Mr Y was employed by the Royal Mail Group (RMG) during which time RMG brought charges of criminal damage and theft against him for which Mr Y was convicted. Mr Y subsequently asked the Royal Mail Group Pension Service Centre (PSC) about his pension benefits under the Royal Mail Statutory Pension Scheme (the Scheme). He was informed by the PSC that it could not find any details of his benefits but, following a GMP reconciliation exercise, Mr Y was told that he was entitled to a GMP from the Scheme but no other pension benefits. Mr Y could not produce evidence of his employment or of his pension entitlement and RMG had destroyed Mr Y’s employment records six years after he had left employment.
PSC argued that the Trust Deed and Rules of the Scheme allowed a reduction to be applied to Mr Y’s pension in excess of GMP as a result of his criminal convictions. The DPO agreed that RMG could recover financial losses as a result of Mr Y’s criminal activities but, to do so, RMG had to notify the Secretary of State and Mr Y should have been given a certificate showing the amount of reduction to his pension benefits. The Scheme could not produce the certificate or any other evidence to show that Mr Y had lost his benefits in excess of the GMP.
The DPO therefore held that, in the absence of any justified reason why Mr Y would have lost his entitlement to a deferred pension, Mr Y was, on the balance of probabilities, entitled to a deferred pension and the GMP under the Scheme.
The DPO directed that the Scheme pay Mr Y a full deferred pension based on his pensionable service and estimated final pensionable salary (deduced by his National Insurance contributions history). Mr Y was also awarded £500 for significant distress and inconvenience.
This determination highlights the importance of good record-keeping for administrators, trustees and employers – this is particularly so given the approach taken by the DPO in not putting the onus on the member to prove he was entitled to a deferred pension.
Mr N (PO-22730): Employer had a duty of care to notify member of change to late retirement factors
The Pensions Ombudsman has upheld a complaint by Mr N against Police Scotland that his employer failed to give him notice of an upcoming change to the Local Government Pension Scheme (Scotland)’s (the Scheme) late retirement factors. The change had a detrimental impact on Mr N’s late retirement pension.
Police Scotland was given prior notice of the change by the Scheme administrator in a bulletin issued in February 2017. The circular said “[t]he intention of [the delayed implementation of the change to late retirement factors] is to provide members considering late retirement with the opportunity to retire before the new factors take effect”. Mr N was classed as a late retirement member and had not yet drawn his pension.
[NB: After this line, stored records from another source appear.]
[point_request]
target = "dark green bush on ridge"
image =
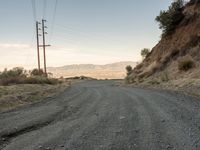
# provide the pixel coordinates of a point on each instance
(169, 19)
(186, 63)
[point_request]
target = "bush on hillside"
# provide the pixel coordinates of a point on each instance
(169, 19)
(186, 63)
(145, 52)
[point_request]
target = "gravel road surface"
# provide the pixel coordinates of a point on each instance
(98, 115)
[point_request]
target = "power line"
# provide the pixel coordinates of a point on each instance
(34, 10)
(53, 21)
(44, 8)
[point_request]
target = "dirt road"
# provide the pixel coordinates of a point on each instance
(97, 115)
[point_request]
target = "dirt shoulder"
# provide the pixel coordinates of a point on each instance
(185, 86)
(22, 94)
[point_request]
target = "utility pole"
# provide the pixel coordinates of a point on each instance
(38, 49)
(44, 45)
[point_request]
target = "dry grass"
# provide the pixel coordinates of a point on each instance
(18, 95)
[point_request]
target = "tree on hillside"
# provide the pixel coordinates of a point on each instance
(169, 19)
(145, 52)
(129, 70)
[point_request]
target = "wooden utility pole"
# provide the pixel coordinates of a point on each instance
(38, 49)
(44, 45)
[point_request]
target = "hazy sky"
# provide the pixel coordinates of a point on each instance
(84, 31)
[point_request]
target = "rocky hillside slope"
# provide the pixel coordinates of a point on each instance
(176, 58)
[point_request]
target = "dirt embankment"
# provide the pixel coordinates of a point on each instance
(162, 67)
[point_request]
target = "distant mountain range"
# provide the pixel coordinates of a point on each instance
(108, 71)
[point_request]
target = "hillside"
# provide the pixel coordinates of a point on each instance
(179, 49)
(108, 71)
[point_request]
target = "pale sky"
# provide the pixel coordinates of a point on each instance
(84, 31)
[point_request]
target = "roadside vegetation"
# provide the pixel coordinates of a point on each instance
(145, 52)
(186, 63)
(21, 76)
(169, 19)
(174, 63)
(19, 87)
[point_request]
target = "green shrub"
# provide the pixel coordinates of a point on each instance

Mr N did not find out about the change to late retirement factors, and the fact that Police Scotland had prior notice of the proposed change, until after the changes had taken effect. Mr N complained that Police Scotland had failed to pass this relevant information on to him.
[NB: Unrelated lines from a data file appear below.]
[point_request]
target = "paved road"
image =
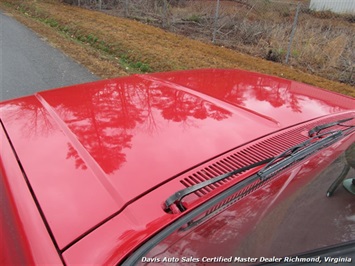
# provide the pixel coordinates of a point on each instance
(28, 64)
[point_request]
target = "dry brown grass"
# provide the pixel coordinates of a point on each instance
(109, 45)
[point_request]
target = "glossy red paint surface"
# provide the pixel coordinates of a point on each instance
(24, 239)
(96, 150)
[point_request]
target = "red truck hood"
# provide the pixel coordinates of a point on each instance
(90, 150)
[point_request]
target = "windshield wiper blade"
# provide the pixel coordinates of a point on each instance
(299, 152)
(273, 165)
(317, 129)
(177, 197)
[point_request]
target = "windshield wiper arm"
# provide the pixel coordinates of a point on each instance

The Ombudsman found that Police Scotland did not have a statutory duty to inform Mr N of changes to late retirement factors. However, Police Scotland had a duty of care as a reasonable employer to notify Mr N of the change and the potential impact on his pension benefits. Police Scotland were therefore directed to ask the Scheme administrator to re-calculate Mr N’s late retirement benefits on the basis that Mr N took his pension on the day before the change took effect. Mr N was entitled to arrears of pension including any tax-free cash, plus interest, and £2,000 for the severe distress and inconvenience he experienced.